APTEL Asks Power Grid to Refund Encashed Bank Guarantees to Three Wind Energy Generators

The Tribunal noted that CERC permitted the encashment before the completion of 24 months

January 25, 2022


The Appellate Tribunal for Electricity (APTEL), in a recent order, set aside the order passed by the Central Electricity Regulatory Commission (CERC) and directed Power Grid Corporation of India Limited (PGCIL) to refund the encashed performance bank guarantee amount to three wind power project developers.

Vaayu Renewable Energy (Kaveri), Vaayu Renewable Energy (Sironj), and Vaayu Renewable Energy (Krishna) had filed applications challenging the earlier order passed by CERC in which it had directed PGCIL to encash the performance bank guarantee furnished by them.


Vaayu Renewable Energy (Kaveri) proposed setting up a 300 MW wind power project at Meghpur in the Kutch district of Gujarat. The wind developer applied for Stage-I and Stage-II connectivity to set up the project.

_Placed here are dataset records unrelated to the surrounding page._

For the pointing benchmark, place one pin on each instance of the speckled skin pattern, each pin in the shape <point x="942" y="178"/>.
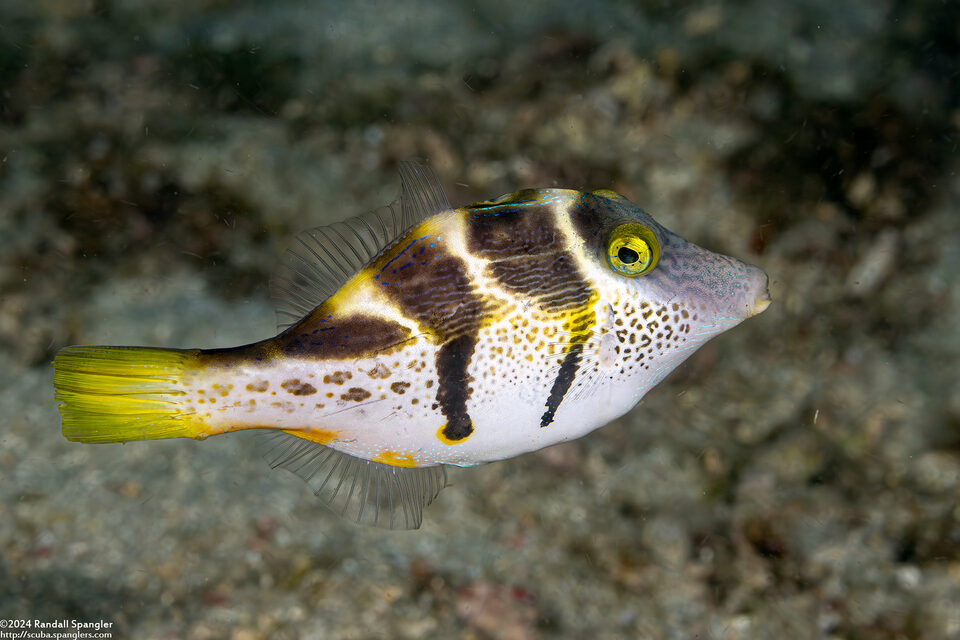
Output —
<point x="483" y="333"/>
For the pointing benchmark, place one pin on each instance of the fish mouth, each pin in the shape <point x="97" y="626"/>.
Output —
<point x="760" y="304"/>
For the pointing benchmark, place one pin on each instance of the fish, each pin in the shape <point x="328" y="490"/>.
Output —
<point x="419" y="336"/>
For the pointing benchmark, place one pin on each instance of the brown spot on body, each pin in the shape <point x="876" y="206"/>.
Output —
<point x="433" y="287"/>
<point x="356" y="394"/>
<point x="379" y="372"/>
<point x="337" y="377"/>
<point x="298" y="388"/>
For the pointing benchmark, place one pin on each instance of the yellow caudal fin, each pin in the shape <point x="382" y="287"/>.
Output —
<point x="116" y="394"/>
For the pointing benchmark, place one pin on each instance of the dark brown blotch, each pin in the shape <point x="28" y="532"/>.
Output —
<point x="519" y="226"/>
<point x="298" y="388"/>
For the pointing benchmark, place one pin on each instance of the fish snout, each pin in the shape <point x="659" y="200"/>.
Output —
<point x="756" y="295"/>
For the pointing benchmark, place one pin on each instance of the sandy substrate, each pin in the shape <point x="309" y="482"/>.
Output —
<point x="798" y="477"/>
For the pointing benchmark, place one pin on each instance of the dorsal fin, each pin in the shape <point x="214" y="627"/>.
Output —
<point x="322" y="259"/>
<point x="363" y="491"/>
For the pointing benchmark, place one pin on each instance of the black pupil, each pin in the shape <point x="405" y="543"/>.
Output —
<point x="627" y="255"/>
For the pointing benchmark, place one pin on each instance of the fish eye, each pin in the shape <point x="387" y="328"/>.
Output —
<point x="633" y="249"/>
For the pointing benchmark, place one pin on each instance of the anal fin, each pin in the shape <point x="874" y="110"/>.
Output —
<point x="363" y="491"/>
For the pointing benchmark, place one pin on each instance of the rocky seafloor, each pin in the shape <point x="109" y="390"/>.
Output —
<point x="799" y="477"/>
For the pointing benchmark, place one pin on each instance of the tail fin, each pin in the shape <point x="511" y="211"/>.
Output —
<point x="116" y="394"/>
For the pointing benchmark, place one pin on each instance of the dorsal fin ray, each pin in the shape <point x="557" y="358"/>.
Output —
<point x="322" y="259"/>
<point x="363" y="491"/>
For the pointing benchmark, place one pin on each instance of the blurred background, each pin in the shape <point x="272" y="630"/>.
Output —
<point x="799" y="477"/>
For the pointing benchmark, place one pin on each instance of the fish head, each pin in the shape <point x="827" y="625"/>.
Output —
<point x="683" y="294"/>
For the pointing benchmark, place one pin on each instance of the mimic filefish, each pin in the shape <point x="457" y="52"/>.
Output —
<point x="418" y="336"/>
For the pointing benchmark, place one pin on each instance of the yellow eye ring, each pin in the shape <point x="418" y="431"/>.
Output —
<point x="633" y="249"/>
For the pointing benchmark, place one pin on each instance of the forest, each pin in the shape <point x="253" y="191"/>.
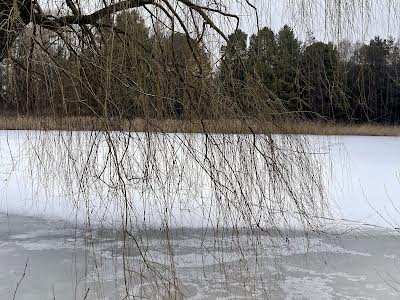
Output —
<point x="128" y="69"/>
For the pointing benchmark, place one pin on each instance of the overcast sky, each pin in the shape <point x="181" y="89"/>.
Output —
<point x="356" y="20"/>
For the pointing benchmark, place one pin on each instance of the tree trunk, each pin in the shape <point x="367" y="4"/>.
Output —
<point x="14" y="16"/>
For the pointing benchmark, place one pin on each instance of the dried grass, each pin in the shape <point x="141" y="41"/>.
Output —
<point x="196" y="126"/>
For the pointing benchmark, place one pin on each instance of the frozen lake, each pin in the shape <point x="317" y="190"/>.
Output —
<point x="41" y="225"/>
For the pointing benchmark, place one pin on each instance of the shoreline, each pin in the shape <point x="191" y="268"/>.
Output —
<point x="195" y="126"/>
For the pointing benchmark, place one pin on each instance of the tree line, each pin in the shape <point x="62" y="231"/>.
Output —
<point x="130" y="70"/>
<point x="344" y="83"/>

Further, the developer acquired 50% of land for the project under the Gujarat Land Policy, 2004. The other two developers had also applied for Stage-I and Stage-II connectivity to set up wind projects.

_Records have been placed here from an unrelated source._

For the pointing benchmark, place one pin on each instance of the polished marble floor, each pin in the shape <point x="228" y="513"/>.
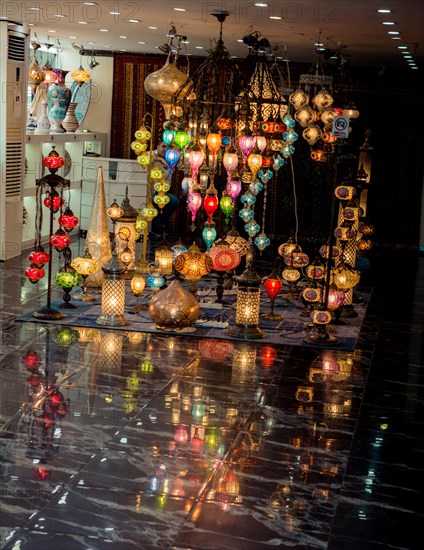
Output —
<point x="129" y="440"/>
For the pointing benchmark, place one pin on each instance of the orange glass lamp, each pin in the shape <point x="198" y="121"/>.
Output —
<point x="138" y="284"/>
<point x="247" y="307"/>
<point x="321" y="317"/>
<point x="224" y="259"/>
<point x="273" y="286"/>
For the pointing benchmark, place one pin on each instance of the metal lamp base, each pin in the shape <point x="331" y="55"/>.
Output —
<point x="247" y="333"/>
<point x="112" y="320"/>
<point x="48" y="313"/>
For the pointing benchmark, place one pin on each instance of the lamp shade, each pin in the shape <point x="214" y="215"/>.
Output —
<point x="113" y="294"/>
<point x="193" y="264"/>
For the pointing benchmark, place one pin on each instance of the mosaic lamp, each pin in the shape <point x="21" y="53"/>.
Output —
<point x="85" y="265"/>
<point x="247" y="307"/>
<point x="113" y="293"/>
<point x="273" y="286"/>
<point x="194" y="265"/>
<point x="138" y="284"/>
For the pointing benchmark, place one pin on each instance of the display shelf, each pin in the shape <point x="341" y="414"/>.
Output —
<point x="118" y="174"/>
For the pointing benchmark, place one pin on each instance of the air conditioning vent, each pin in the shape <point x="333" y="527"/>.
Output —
<point x="13" y="171"/>
<point x="16" y="47"/>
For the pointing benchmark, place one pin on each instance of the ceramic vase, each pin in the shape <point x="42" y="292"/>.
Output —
<point x="174" y="307"/>
<point x="43" y="126"/>
<point x="70" y="122"/>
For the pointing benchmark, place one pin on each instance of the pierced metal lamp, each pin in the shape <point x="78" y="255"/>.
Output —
<point x="247" y="307"/>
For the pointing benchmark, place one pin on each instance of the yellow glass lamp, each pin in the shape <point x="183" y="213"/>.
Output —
<point x="194" y="265"/>
<point x="138" y="284"/>
<point x="163" y="259"/>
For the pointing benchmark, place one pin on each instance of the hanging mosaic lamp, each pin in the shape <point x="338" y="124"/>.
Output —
<point x="53" y="201"/>
<point x="210" y="202"/>
<point x="230" y="161"/>
<point x="172" y="156"/>
<point x="60" y="240"/>
<point x="196" y="158"/>
<point x="194" y="202"/>
<point x="34" y="274"/>
<point x="68" y="220"/>
<point x="262" y="241"/>
<point x="53" y="161"/>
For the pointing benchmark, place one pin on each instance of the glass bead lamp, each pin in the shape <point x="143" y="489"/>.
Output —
<point x="247" y="307"/>
<point x="138" y="284"/>
<point x="163" y="259"/>
<point x="113" y="293"/>
<point x="85" y="266"/>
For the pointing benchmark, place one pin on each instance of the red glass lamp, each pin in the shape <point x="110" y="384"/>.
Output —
<point x="39" y="257"/>
<point x="60" y="240"/>
<point x="273" y="285"/>
<point x="53" y="161"/>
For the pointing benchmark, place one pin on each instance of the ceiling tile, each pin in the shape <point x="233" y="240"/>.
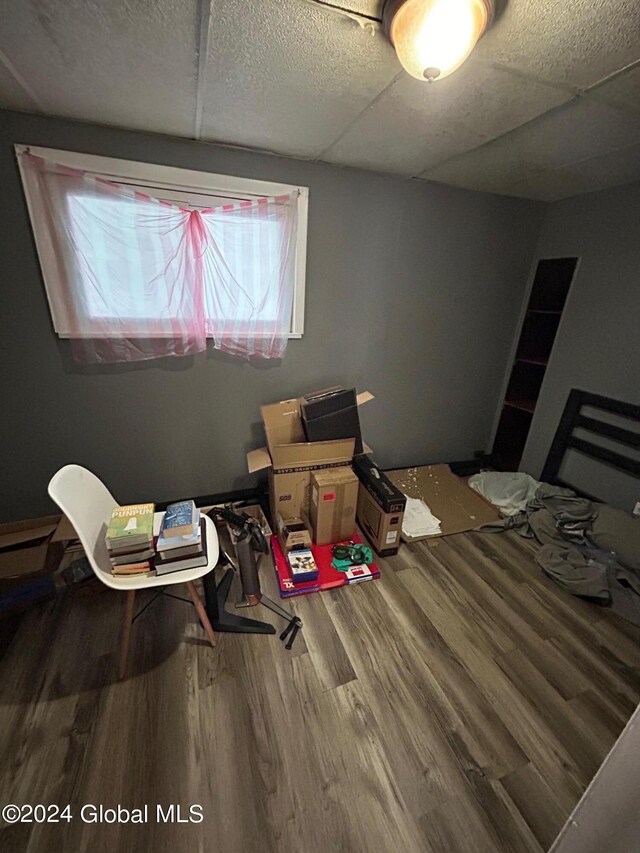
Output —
<point x="371" y="8"/>
<point x="623" y="91"/>
<point x="119" y="62"/>
<point x="609" y="170"/>
<point x="290" y="76"/>
<point x="578" y="131"/>
<point x="578" y="42"/>
<point x="415" y="125"/>
<point x="12" y="94"/>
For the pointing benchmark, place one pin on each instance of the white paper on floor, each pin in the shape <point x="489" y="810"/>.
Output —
<point x="419" y="520"/>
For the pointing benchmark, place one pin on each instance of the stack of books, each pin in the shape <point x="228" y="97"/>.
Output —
<point x="129" y="540"/>
<point x="182" y="543"/>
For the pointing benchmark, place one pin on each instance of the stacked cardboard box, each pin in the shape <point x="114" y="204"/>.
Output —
<point x="291" y="460"/>
<point x="381" y="507"/>
<point x="29" y="557"/>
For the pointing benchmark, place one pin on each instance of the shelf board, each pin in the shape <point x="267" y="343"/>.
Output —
<point x="542" y="362"/>
<point x="522" y="405"/>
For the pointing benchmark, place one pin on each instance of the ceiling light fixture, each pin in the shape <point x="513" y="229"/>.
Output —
<point x="434" y="37"/>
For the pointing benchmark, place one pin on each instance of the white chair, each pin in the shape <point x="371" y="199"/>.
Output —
<point x="88" y="504"/>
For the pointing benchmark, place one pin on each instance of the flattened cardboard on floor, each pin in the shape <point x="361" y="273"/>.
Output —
<point x="448" y="497"/>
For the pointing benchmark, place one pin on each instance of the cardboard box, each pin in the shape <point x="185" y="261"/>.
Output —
<point x="380" y="507"/>
<point x="332" y="414"/>
<point x="448" y="497"/>
<point x="334" y="496"/>
<point x="290" y="459"/>
<point x="302" y="565"/>
<point x="294" y="533"/>
<point x="28" y="559"/>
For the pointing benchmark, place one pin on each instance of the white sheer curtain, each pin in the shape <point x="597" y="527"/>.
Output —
<point x="132" y="277"/>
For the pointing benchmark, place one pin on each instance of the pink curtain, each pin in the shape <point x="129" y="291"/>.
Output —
<point x="131" y="277"/>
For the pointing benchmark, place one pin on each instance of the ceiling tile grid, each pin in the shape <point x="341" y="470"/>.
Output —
<point x="414" y="125"/>
<point x="548" y="105"/>
<point x="121" y="62"/>
<point x="292" y="77"/>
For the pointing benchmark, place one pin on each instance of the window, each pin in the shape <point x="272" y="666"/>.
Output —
<point x="236" y="231"/>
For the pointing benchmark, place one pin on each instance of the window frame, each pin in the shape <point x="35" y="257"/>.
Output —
<point x="152" y="176"/>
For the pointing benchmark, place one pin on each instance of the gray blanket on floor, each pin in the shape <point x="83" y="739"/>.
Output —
<point x="568" y="527"/>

After the connectivity applications, PGCIL granted Stage-I connectivity to the developer for the project with primary connectivity at the Bhuj pooling station and alternative connectivity at the Bhuj-II pooling station.

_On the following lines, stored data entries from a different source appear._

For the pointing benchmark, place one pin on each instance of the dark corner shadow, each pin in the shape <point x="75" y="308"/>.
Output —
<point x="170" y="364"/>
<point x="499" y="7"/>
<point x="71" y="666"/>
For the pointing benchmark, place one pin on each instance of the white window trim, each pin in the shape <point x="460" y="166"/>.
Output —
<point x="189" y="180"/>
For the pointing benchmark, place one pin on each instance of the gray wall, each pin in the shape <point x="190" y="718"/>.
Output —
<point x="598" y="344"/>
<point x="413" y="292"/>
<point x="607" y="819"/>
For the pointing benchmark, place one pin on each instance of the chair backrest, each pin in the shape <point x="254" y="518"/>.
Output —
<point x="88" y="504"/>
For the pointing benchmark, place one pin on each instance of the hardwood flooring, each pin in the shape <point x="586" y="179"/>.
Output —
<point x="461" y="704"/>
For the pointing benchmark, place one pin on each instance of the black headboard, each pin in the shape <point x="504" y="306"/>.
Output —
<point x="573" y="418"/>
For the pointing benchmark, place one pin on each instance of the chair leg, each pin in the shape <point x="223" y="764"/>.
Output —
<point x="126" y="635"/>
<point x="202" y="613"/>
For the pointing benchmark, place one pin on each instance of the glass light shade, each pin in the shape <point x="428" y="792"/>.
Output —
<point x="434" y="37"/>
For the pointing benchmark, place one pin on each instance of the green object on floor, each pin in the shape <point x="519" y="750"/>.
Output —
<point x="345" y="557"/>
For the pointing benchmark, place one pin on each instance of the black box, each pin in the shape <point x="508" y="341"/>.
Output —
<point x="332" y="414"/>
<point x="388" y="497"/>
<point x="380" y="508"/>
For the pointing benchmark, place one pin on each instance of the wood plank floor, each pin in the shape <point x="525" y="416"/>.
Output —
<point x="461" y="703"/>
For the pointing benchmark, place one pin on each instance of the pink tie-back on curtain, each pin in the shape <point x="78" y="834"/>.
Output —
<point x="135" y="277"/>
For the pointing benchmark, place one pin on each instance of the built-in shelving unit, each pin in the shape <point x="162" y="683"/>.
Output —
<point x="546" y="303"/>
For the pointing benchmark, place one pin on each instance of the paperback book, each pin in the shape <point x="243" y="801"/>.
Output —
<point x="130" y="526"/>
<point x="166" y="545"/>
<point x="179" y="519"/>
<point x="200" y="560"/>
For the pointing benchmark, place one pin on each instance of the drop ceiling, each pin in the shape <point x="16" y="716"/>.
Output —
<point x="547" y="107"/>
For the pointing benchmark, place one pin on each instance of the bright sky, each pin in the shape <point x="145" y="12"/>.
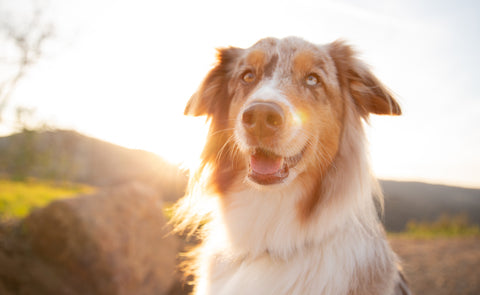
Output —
<point x="122" y="71"/>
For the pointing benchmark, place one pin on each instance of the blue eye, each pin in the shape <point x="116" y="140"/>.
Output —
<point x="248" y="77"/>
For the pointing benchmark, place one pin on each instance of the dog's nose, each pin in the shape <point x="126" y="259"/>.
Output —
<point x="263" y="119"/>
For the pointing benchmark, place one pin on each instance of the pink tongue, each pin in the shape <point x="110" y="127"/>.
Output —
<point x="264" y="164"/>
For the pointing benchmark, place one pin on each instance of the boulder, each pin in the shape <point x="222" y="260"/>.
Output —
<point x="114" y="242"/>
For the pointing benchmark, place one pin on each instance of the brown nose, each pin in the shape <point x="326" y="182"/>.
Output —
<point x="263" y="119"/>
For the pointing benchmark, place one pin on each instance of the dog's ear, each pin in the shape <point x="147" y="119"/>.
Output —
<point x="213" y="92"/>
<point x="368" y="93"/>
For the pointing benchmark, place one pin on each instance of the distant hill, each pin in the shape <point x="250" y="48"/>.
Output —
<point x="405" y="201"/>
<point x="68" y="155"/>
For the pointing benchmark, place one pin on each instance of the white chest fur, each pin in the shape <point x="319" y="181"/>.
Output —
<point x="258" y="246"/>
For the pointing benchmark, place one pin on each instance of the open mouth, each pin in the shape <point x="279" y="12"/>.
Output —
<point x="269" y="168"/>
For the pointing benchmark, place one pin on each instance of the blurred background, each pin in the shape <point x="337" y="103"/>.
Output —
<point x="92" y="96"/>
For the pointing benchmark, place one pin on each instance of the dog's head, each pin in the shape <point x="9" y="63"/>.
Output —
<point x="277" y="109"/>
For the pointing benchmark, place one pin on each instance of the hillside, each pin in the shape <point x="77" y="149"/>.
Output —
<point x="68" y="155"/>
<point x="406" y="201"/>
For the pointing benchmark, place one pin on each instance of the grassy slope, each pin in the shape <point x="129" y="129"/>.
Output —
<point x="18" y="198"/>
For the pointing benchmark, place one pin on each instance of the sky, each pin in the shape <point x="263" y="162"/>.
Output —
<point x="122" y="71"/>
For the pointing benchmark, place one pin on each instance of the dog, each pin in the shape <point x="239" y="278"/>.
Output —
<point x="284" y="200"/>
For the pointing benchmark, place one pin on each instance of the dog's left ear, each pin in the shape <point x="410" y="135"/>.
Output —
<point x="213" y="92"/>
<point x="368" y="93"/>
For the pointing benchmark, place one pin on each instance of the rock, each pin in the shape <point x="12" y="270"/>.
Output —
<point x="114" y="242"/>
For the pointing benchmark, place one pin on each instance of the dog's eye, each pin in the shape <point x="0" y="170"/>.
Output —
<point x="248" y="77"/>
<point x="312" y="80"/>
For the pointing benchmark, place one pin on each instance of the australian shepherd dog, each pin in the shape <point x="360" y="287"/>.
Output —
<point x="284" y="201"/>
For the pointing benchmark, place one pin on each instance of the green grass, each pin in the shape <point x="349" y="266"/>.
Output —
<point x="18" y="198"/>
<point x="444" y="226"/>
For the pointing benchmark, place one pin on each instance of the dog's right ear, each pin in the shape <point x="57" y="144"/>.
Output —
<point x="213" y="92"/>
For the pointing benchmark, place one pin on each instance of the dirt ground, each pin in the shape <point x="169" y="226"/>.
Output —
<point x="437" y="266"/>
<point x="440" y="266"/>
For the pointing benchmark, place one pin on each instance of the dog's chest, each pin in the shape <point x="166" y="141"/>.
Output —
<point x="312" y="271"/>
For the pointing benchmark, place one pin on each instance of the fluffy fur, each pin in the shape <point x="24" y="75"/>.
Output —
<point x="284" y="200"/>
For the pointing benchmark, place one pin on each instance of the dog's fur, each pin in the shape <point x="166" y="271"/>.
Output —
<point x="288" y="207"/>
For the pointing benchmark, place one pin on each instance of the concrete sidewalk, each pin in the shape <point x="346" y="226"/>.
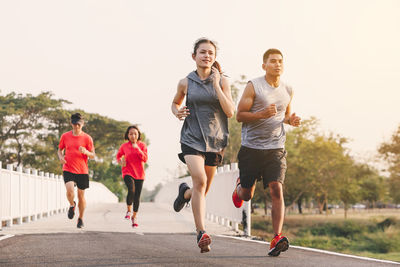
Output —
<point x="152" y="218"/>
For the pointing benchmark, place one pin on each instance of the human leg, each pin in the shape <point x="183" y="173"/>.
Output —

On August 3, 2018, the developer entered into a transmission agreement for connectivity, and the appellant furnished a bank guarantee of ₹50 million (~$671,429) on August 16, 2018.

The project’s acquisition of the balance land was delayed due to the directions issued by the Department of Revenue, Government of Gujarat.

As land allotment was a prerequisite for achieving financial closure, the developers informed PGCIL that the uncertainties in land allotment would adversely affect the schedule for financial closure of the projects.

Later the Government of Gujarat announced the new land policy in 2019. The new land policy 2019 considered wind power projects with a minimum capacity of 1,000 MW for allotment of revenue land. As such, the project was not covered for the allotment of the revenue land.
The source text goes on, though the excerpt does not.